Writer Alice Schroeder, a respected columnist for Bloomberg News and bestselling biographer of Warren Buffett (with whom she is photographed above), has claimed that senior members of the Goldman Sachs bank in New York have begun to arm themselves in fear of a popular uprising against bankers.

In a column posted yesterday, Schroeder quoted a friend saying: "I just wrote my first reference for a gun permit." The friend went on to explain that they had sworn to the good character of a Goldman Sachs banker who had applied to the police for a pistol permit.

The banker had told Schroeder's friend that senior Goldman staffers had "loaded up on firearms and are now equipped to defend themselves if there is a populist uprising against the bank".

Schroeder said that when she rang the bank's spokesman Lucas van Praag for a comment "to ask whether it's true that Goldman partners feel they need handguns to protect themselves from the angry proletariat" he never returned her call.

However, the NYPD told her that "as a preliminary matter" the police believed that some of the bankers Schroeder inquired about did indeed have pistol permits. The police told her it would be "a while" before they could confirm names.

If Schroeder were a less distinguished journalist, her story might be taken less seriously. But she is a highly respected figure in Wall Street circles was was chosen by BusinessWeek alongside Ben Bernanke and Hillary Clinton as one of the "People to Watch in 2008".

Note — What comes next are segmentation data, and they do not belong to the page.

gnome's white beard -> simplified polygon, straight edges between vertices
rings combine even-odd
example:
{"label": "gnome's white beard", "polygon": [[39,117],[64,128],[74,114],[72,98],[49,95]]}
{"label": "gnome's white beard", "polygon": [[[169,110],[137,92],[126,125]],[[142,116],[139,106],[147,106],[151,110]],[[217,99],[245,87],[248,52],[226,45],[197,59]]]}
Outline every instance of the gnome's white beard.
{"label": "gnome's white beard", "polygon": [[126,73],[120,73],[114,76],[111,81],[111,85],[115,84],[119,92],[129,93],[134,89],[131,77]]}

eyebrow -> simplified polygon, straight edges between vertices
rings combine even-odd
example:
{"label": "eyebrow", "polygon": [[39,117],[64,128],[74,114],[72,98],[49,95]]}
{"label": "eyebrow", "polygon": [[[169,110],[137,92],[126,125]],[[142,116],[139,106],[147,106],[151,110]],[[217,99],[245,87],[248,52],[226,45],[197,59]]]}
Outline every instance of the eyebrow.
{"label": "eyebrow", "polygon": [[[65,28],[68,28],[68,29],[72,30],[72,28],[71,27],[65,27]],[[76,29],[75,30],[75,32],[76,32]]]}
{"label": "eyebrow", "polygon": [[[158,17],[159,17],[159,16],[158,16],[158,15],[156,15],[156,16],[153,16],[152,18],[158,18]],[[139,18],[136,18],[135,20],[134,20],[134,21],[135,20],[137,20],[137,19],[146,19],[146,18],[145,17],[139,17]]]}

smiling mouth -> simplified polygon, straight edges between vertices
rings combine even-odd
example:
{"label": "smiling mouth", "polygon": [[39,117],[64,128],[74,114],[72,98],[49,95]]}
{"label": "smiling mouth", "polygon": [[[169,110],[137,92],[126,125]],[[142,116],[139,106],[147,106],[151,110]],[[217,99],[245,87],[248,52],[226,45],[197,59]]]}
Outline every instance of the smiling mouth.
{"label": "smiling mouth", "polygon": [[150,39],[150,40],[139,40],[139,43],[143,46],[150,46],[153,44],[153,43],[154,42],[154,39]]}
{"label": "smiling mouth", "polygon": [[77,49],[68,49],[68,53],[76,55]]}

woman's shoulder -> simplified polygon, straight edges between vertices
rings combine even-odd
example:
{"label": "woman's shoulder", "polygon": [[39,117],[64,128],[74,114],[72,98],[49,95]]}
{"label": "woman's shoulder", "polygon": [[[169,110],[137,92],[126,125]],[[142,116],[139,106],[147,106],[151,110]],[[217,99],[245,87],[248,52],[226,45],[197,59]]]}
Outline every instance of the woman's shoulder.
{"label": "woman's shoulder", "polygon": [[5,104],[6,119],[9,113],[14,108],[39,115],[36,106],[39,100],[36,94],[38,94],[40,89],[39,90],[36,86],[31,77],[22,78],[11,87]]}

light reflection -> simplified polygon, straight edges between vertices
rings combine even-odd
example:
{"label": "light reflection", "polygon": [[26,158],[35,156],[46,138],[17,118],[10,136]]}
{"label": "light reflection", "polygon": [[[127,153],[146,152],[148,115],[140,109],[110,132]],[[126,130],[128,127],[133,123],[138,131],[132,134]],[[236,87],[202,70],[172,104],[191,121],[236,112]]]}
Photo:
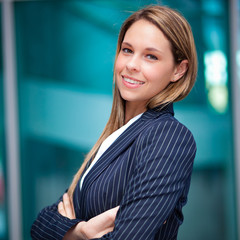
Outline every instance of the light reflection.
{"label": "light reflection", "polygon": [[206,52],[204,65],[208,101],[217,112],[224,113],[228,107],[226,55],[220,50]]}
{"label": "light reflection", "polygon": [[240,87],[240,50],[237,51],[236,54],[236,61],[237,61],[237,76],[238,76],[238,83]]}

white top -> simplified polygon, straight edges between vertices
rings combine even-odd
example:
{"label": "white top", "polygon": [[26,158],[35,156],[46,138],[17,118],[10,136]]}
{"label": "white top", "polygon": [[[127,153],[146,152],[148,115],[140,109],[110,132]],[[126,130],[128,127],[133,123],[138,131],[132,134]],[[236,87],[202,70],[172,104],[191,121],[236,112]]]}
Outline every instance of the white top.
{"label": "white top", "polygon": [[92,169],[92,167],[94,166],[94,164],[97,162],[97,160],[103,155],[103,153],[112,145],[112,143],[131,125],[133,124],[135,121],[137,121],[140,117],[142,116],[142,113],[138,114],[137,116],[135,116],[134,118],[132,118],[131,120],[129,120],[125,125],[123,125],[122,127],[120,127],[118,130],[116,130],[115,132],[113,132],[111,135],[109,135],[101,144],[100,148],[98,149],[98,152],[94,158],[94,160],[92,161],[91,165],[88,167],[88,169],[86,170],[86,172],[83,174],[81,180],[80,180],[80,189],[82,189],[82,185],[83,185],[83,181],[85,179],[85,177],[87,176],[87,174],[89,173],[89,171]]}

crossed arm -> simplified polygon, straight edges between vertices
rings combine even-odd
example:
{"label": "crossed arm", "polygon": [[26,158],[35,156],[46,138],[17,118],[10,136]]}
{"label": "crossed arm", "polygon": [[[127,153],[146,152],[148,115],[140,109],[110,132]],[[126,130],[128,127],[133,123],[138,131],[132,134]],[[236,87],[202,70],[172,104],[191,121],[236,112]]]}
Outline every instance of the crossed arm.
{"label": "crossed arm", "polygon": [[[119,207],[112,208],[89,221],[81,221],[73,226],[64,236],[63,240],[87,240],[100,238],[113,231],[114,221]],[[75,219],[73,203],[68,194],[63,195],[63,201],[58,204],[58,212],[69,219]]]}

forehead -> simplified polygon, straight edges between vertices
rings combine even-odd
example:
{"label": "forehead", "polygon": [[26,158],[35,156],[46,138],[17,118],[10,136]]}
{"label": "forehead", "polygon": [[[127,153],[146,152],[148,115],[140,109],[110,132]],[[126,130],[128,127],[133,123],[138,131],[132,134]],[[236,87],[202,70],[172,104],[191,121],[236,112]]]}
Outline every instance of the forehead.
{"label": "forehead", "polygon": [[163,32],[147,20],[138,20],[126,31],[123,42],[139,43],[147,47],[170,47],[169,40]]}

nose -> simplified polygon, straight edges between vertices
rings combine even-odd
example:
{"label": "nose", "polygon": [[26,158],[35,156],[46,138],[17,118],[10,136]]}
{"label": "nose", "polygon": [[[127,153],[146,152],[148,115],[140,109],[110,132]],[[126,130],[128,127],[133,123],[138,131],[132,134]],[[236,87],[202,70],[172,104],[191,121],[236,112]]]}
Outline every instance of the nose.
{"label": "nose", "polygon": [[137,56],[132,56],[126,64],[127,69],[130,72],[139,72],[140,67],[140,60]]}

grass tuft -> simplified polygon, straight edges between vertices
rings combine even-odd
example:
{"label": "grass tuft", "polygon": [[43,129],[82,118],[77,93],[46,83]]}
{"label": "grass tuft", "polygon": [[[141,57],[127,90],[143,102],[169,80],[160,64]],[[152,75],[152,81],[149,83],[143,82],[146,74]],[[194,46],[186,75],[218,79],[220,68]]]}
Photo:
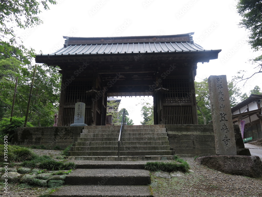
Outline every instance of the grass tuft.
{"label": "grass tuft", "polygon": [[175,160],[170,162],[148,162],[145,166],[144,169],[150,171],[161,170],[168,172],[172,171],[180,171],[183,172],[188,172],[190,167],[187,162],[177,156],[174,157],[174,158]]}
{"label": "grass tuft", "polygon": [[65,149],[63,152],[63,155],[64,155],[66,156],[68,156],[69,155],[69,151],[70,151],[70,148],[71,148],[71,147],[73,145],[71,144],[70,146],[68,146]]}

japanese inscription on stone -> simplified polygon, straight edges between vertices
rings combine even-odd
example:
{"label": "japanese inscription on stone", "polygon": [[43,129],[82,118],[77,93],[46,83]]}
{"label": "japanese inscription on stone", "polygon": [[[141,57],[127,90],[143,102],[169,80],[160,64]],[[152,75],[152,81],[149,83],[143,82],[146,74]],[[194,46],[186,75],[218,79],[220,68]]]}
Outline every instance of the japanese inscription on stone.
{"label": "japanese inscription on stone", "polygon": [[85,104],[79,102],[75,103],[75,116],[74,124],[70,126],[86,126],[85,124]]}
{"label": "japanese inscription on stone", "polygon": [[208,78],[208,86],[216,154],[236,155],[234,132],[226,76],[210,76]]}

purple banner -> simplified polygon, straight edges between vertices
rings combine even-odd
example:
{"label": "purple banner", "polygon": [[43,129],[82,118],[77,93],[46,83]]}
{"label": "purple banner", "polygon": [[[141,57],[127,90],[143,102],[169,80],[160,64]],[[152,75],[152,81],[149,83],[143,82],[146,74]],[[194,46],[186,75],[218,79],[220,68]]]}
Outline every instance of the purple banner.
{"label": "purple banner", "polygon": [[244,129],[245,128],[245,120],[240,120],[240,128],[241,128],[241,135],[242,136],[242,139],[244,138]]}

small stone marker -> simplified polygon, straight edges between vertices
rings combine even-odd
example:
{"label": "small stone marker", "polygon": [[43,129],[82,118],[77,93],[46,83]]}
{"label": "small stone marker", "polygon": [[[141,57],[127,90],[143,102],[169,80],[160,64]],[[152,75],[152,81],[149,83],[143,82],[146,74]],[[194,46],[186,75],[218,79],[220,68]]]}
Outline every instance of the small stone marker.
{"label": "small stone marker", "polygon": [[71,124],[70,126],[87,126],[85,124],[85,103],[81,102],[75,103],[74,124]]}
{"label": "small stone marker", "polygon": [[217,155],[236,155],[226,76],[211,75],[208,80],[216,153]]}

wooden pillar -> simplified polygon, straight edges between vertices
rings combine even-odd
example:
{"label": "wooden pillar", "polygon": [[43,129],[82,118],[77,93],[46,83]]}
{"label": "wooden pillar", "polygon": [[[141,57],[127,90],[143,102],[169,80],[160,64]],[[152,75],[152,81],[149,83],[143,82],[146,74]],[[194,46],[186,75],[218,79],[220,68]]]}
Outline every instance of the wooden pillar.
{"label": "wooden pillar", "polygon": [[58,110],[58,118],[57,119],[57,126],[64,126],[63,125],[64,118],[64,110],[66,91],[67,72],[64,69],[62,70],[62,83],[61,84],[61,90],[60,93],[60,99],[59,101],[59,107]]}
{"label": "wooden pillar", "polygon": [[193,125],[198,125],[198,120],[197,117],[197,110],[196,107],[196,98],[195,90],[195,71],[191,72],[191,77],[189,79],[189,86],[191,90],[190,97],[192,106],[192,118]]}

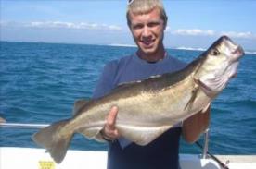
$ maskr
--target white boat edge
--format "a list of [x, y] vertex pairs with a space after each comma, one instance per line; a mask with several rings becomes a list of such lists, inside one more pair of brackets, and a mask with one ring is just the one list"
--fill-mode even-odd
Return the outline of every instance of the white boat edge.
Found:
[[[216, 155], [229, 169], [255, 169], [256, 155]], [[180, 154], [181, 169], [221, 169], [217, 162], [199, 155]], [[54, 163], [44, 149], [0, 147], [0, 168], [26, 169], [106, 169], [107, 152], [69, 150], [64, 161]]]

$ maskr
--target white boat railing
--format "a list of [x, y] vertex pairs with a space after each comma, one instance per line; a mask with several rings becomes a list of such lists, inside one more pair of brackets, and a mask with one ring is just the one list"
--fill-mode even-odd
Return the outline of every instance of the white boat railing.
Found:
[[[6, 122], [0, 122], [0, 128], [32, 128], [32, 129], [41, 129], [45, 127], [48, 127], [49, 124], [29, 124], [29, 123], [6, 123]], [[207, 129], [204, 133], [204, 146], [201, 146], [198, 142], [196, 142], [196, 144], [201, 148], [202, 154], [200, 155], [199, 159], [201, 161], [212, 159], [218, 165], [220, 166], [220, 169], [229, 169], [228, 163], [229, 160], [225, 159], [225, 162], [223, 163], [221, 160], [219, 160], [216, 156], [212, 155], [208, 151], [209, 146], [209, 129]]]

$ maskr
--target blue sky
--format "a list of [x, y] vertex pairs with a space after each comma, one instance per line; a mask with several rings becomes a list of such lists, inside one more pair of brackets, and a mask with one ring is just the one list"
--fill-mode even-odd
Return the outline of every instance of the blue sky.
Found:
[[[126, 0], [0, 0], [0, 40], [90, 44], [134, 44]], [[164, 0], [169, 17], [164, 43], [207, 48], [223, 34], [256, 51], [256, 1]]]

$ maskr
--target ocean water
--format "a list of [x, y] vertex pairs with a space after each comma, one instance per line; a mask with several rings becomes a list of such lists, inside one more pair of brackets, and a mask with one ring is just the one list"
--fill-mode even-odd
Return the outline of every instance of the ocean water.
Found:
[[[73, 103], [88, 98], [104, 65], [135, 48], [32, 42], [0, 43], [0, 116], [9, 123], [49, 124], [71, 116]], [[199, 51], [172, 50], [186, 62]], [[256, 154], [256, 55], [246, 54], [238, 75], [214, 100], [210, 127], [210, 151]], [[37, 147], [37, 129], [0, 128], [0, 146]], [[202, 139], [200, 139], [202, 141]], [[107, 145], [76, 135], [70, 149], [107, 150]], [[181, 153], [200, 153], [181, 143]]]

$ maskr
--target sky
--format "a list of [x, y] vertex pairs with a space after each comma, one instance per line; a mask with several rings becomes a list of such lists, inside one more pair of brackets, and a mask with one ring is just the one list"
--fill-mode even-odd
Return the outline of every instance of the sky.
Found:
[[[0, 0], [0, 40], [134, 45], [126, 0]], [[256, 51], [256, 1], [163, 0], [164, 44], [206, 49], [221, 35]]]

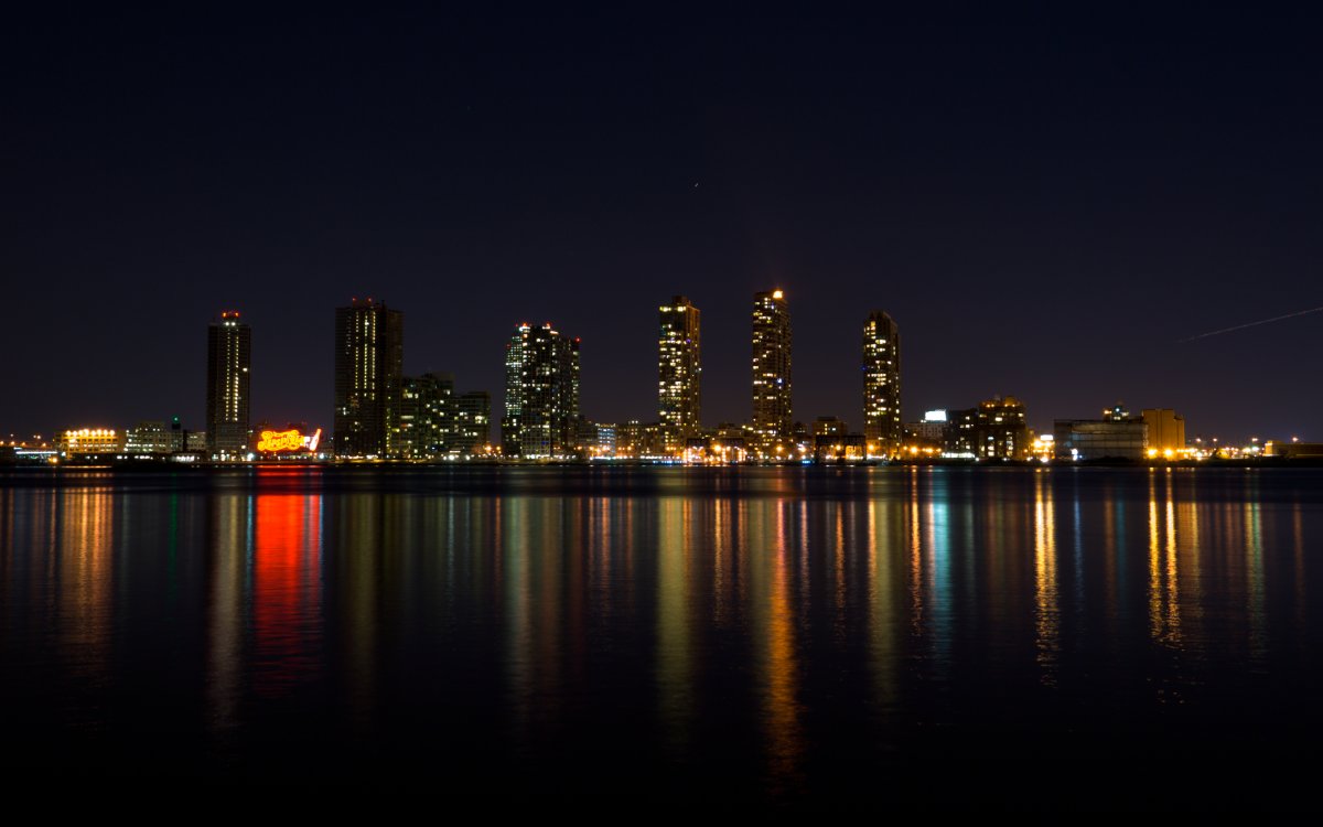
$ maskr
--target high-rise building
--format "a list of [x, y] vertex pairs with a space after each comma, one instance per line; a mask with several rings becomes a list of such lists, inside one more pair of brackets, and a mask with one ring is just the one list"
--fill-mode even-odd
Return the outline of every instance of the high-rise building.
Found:
[[753, 438], [763, 455], [786, 449], [792, 434], [790, 404], [790, 308], [781, 290], [753, 296]]
[[1146, 408], [1140, 413], [1148, 425], [1148, 450], [1175, 457], [1185, 450], [1185, 418], [1170, 408]]
[[1013, 396], [979, 402], [974, 454], [979, 459], [1024, 459], [1029, 454], [1029, 425], [1024, 402]]
[[703, 430], [703, 351], [699, 308], [684, 296], [660, 307], [658, 418], [665, 451], [677, 454]]
[[241, 457], [249, 447], [249, 368], [253, 329], [235, 311], [206, 328], [206, 449], [212, 457]]
[[520, 324], [505, 344], [505, 457], [550, 459], [574, 451], [578, 429], [579, 340], [550, 323]]
[[488, 453], [491, 445], [492, 394], [472, 390], [455, 397], [455, 426], [450, 451], [460, 457]]
[[335, 450], [397, 457], [404, 314], [372, 299], [335, 311]]
[[864, 322], [864, 437], [869, 457], [897, 457], [901, 423], [901, 332], [880, 310]]
[[427, 459], [447, 451], [455, 419], [455, 377], [450, 373], [406, 376], [400, 385], [396, 450], [405, 459]]

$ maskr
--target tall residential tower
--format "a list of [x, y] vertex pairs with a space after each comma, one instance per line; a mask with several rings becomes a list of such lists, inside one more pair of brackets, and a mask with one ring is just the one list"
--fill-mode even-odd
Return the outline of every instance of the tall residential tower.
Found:
[[341, 457], [400, 454], [405, 315], [372, 299], [335, 311], [335, 450]]
[[901, 423], [901, 332], [875, 310], [864, 322], [864, 438], [869, 457], [897, 457]]
[[520, 324], [505, 344], [505, 457], [570, 457], [578, 425], [579, 340], [566, 339], [550, 323]]
[[753, 296], [753, 435], [766, 455], [791, 438], [790, 308], [781, 290]]
[[206, 328], [206, 449], [213, 457], [247, 453], [253, 329], [235, 311]]
[[658, 417], [668, 454], [703, 430], [703, 352], [699, 308], [684, 296], [660, 307]]

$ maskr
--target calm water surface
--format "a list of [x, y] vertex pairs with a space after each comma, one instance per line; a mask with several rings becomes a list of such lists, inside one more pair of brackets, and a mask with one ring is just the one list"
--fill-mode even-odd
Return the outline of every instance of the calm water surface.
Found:
[[9, 778], [1278, 806], [1323, 471], [0, 474]]

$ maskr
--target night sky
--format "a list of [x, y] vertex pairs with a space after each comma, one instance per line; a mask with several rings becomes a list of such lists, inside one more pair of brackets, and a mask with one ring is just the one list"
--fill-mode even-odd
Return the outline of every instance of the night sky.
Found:
[[222, 308], [253, 418], [329, 426], [352, 296], [496, 415], [504, 341], [550, 320], [583, 413], [650, 421], [684, 294], [704, 421], [745, 421], [782, 287], [806, 422], [861, 426], [880, 308], [906, 419], [1002, 393], [1039, 429], [1125, 400], [1323, 439], [1323, 314], [1180, 341], [1323, 306], [1314, 21], [646, 8], [7, 20], [0, 433], [201, 429]]

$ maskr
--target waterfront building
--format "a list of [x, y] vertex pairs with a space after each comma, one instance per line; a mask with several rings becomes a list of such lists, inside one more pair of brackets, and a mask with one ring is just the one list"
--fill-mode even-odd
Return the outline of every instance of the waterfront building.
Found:
[[335, 311], [335, 435], [341, 457], [396, 457], [404, 314], [373, 299]]
[[579, 340], [550, 323], [520, 324], [505, 344], [501, 450], [523, 459], [574, 454], [579, 414]]
[[703, 348], [699, 308], [673, 296], [659, 308], [658, 419], [667, 454], [703, 430]]
[[843, 419], [836, 417], [818, 417], [814, 419], [814, 437], [844, 437], [849, 427]]
[[1057, 419], [1052, 431], [1057, 459], [1143, 459], [1148, 449], [1148, 423], [1121, 402], [1101, 419]]
[[206, 447], [213, 458], [247, 454], [253, 331], [238, 311], [206, 327]]
[[471, 390], [455, 397], [450, 453], [474, 457], [491, 453], [492, 394]]
[[1013, 396], [979, 402], [972, 446], [979, 459], [1025, 459], [1031, 442], [1024, 402]]
[[1185, 418], [1170, 408], [1146, 408], [1140, 417], [1148, 426], [1148, 453], [1175, 457], [1185, 450]]
[[901, 425], [901, 333], [896, 322], [875, 310], [864, 322], [864, 435], [869, 457], [897, 457]]
[[134, 457], [160, 457], [184, 450], [184, 430], [179, 417], [165, 422], [139, 422], [124, 431], [124, 454]]
[[794, 438], [790, 356], [790, 307], [785, 291], [754, 294], [750, 435], [763, 457], [783, 454]]
[[400, 384], [396, 446], [404, 459], [429, 459], [447, 451], [455, 421], [455, 377], [406, 376]]
[[112, 427], [77, 427], [61, 431], [56, 447], [65, 457], [102, 457], [122, 454], [124, 435]]

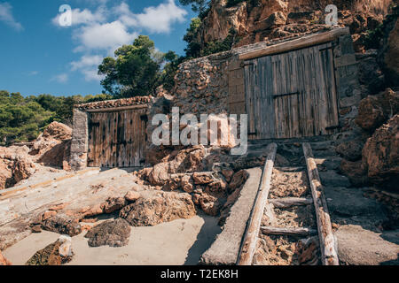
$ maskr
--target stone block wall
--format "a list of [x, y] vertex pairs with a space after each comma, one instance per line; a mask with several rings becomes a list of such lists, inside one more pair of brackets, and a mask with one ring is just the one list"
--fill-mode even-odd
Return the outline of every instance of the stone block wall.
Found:
[[[197, 116], [200, 113], [246, 113], [245, 61], [239, 59], [239, 55], [290, 40], [293, 38], [258, 42], [183, 63], [175, 77], [174, 106], [180, 107], [182, 114]], [[340, 114], [340, 125], [335, 132], [339, 134], [357, 128], [354, 119], [362, 90], [348, 30], [348, 34], [332, 42], [332, 50]]]
[[79, 171], [87, 167], [88, 143], [88, 114], [85, 111], [74, 109], [70, 158], [72, 170]]

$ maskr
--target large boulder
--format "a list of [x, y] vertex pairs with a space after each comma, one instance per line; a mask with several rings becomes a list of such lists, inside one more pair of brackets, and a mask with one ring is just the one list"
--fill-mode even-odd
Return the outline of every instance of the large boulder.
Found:
[[[71, 237], [82, 233], [82, 226], [79, 224], [78, 218], [64, 213], [52, 212], [54, 213], [49, 215], [48, 218], [46, 218], [46, 212], [43, 214], [44, 220], [42, 223], [42, 227], [44, 230], [67, 234]], [[47, 214], [49, 213], [47, 212]]]
[[195, 215], [192, 196], [174, 192], [139, 198], [120, 212], [120, 217], [133, 226], [152, 226], [179, 218], [188, 219]]
[[130, 226], [122, 218], [105, 221], [89, 231], [85, 238], [89, 238], [89, 246], [123, 247], [129, 243]]
[[384, 69], [387, 73], [389, 85], [398, 86], [399, 81], [399, 20], [395, 23], [394, 28], [389, 33], [385, 54]]
[[398, 190], [399, 114], [377, 129], [363, 149], [363, 165], [375, 184]]
[[153, 186], [164, 186], [170, 180], [170, 174], [197, 172], [203, 169], [205, 148], [202, 145], [176, 150], [155, 164], [153, 169], [144, 169], [140, 174]]
[[72, 129], [65, 124], [52, 122], [43, 132], [43, 137], [59, 141], [70, 140], [72, 138]]
[[0, 190], [15, 186], [35, 172], [35, 165], [24, 147], [0, 147]]
[[399, 92], [387, 88], [377, 96], [369, 96], [359, 104], [356, 123], [372, 132], [399, 111]]
[[[360, 226], [342, 226], [335, 233], [338, 256], [348, 265], [397, 265], [399, 245], [390, 241], [391, 233], [379, 233]], [[395, 237], [395, 235], [393, 235]]]
[[0, 251], [0, 266], [4, 265], [12, 265], [12, 264], [2, 255]]
[[335, 150], [342, 157], [350, 160], [356, 161], [362, 158], [362, 149], [364, 142], [361, 140], [353, 140], [340, 143]]
[[342, 159], [340, 171], [347, 176], [354, 187], [364, 187], [368, 183], [367, 170], [362, 164], [362, 160], [349, 161]]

She turned to journalism after working as an insurance analyst at Morgan Stanley and is the author of the New York Times bestseller The Snowball: Warren Buffett and the Business of Life, published a year ago.

The Snowball was also shortlisted for the 2008 Business Book of the Year Award - sponsored by the Financial Times and Goldman Sachs. · 

Comments

I also disagree with McGowan. Shootin' is too good for em'. Tar, feathers, oak tree and rope would work though. Poisonby, you won't like the high taxes in Sve-den.

Obviously they have guilty consciences, otherwise why would they expect an uprising against them?
If they were to show they are playing by the same rules as non-bank people, rather than taking every opportunity to rip us off, with some pathetic claim about having earned multi million dollar/pound bonuses, maybe they'd have less reason to fear!
No-one, but no-one, earns multi million dollar/pound bonuses!

I must admit, however, that in a supposedly 'civilized' society (can we call the US that?) they shouldn't have to fear being attacked with guns.

@Neil McGowan: "I would not condemn those who followed such a course." You wouldn't condemn someone for shooting someone else? This seems in some way reasonable to you? God almighty, what did we do to attract these nutcases? There's nothing we can do: I'm going to live in Sweden...

Frankly it only surprises me that there have been so few cases of a frustrated public - deprived of justice and redress against criminals and thugs - seeking natural justice independently of a discredited legal system. I would not condemn those who followed such a course.